“Speak your truth” is a commonly accepted phrase in North America these days. How widely and well it translates into other languages I don’t know, but it has fingernails on chalkboard effect (or affect) in me. If there is ‘my truth’ and ‘your truth’ there is no such thing as truth.
I’ve had the unpleasant occasion in recent years to witness the end of life process in a number of family and friends. It has disabused me of a notion I had about what happens when someone stands on death’s door, or is on the walkway up to it.
I had the naïve notion that facing the certainty of death in one’s last years propelled most people toward an honest examination of their lives. But it turns out that for most people, the older we get, the more invested in ‘my truth’ we become.
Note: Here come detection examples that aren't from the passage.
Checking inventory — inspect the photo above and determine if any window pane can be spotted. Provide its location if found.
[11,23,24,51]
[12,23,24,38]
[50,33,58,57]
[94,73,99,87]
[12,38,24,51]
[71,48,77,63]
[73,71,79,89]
There is a huge difference between ‘my truth,’ and ‘the truth as I see it.’ The former implies all the muddled relativism of past century; the latter implies ‘doing one’s work’ and the willingness to humbly but strongly stand up for what one has uncovered and discovered.
The best expression of ‘speak your truth’ I’ve ever heard comes from a friend in Pennsylvania, who tells those close to her: “Speak your truth and treat me as if I have the emotional maturity to handle it.”
As I understand that character-revealing statement, she’s saying, ‘speak the truth as you see it, and have faith I’ll meet it without defensiveness.’ That also implies that the person speaking the truth as he sees it has to be willing to look at himself, and allow the possibility he may be projecting some of his own stuff onto her.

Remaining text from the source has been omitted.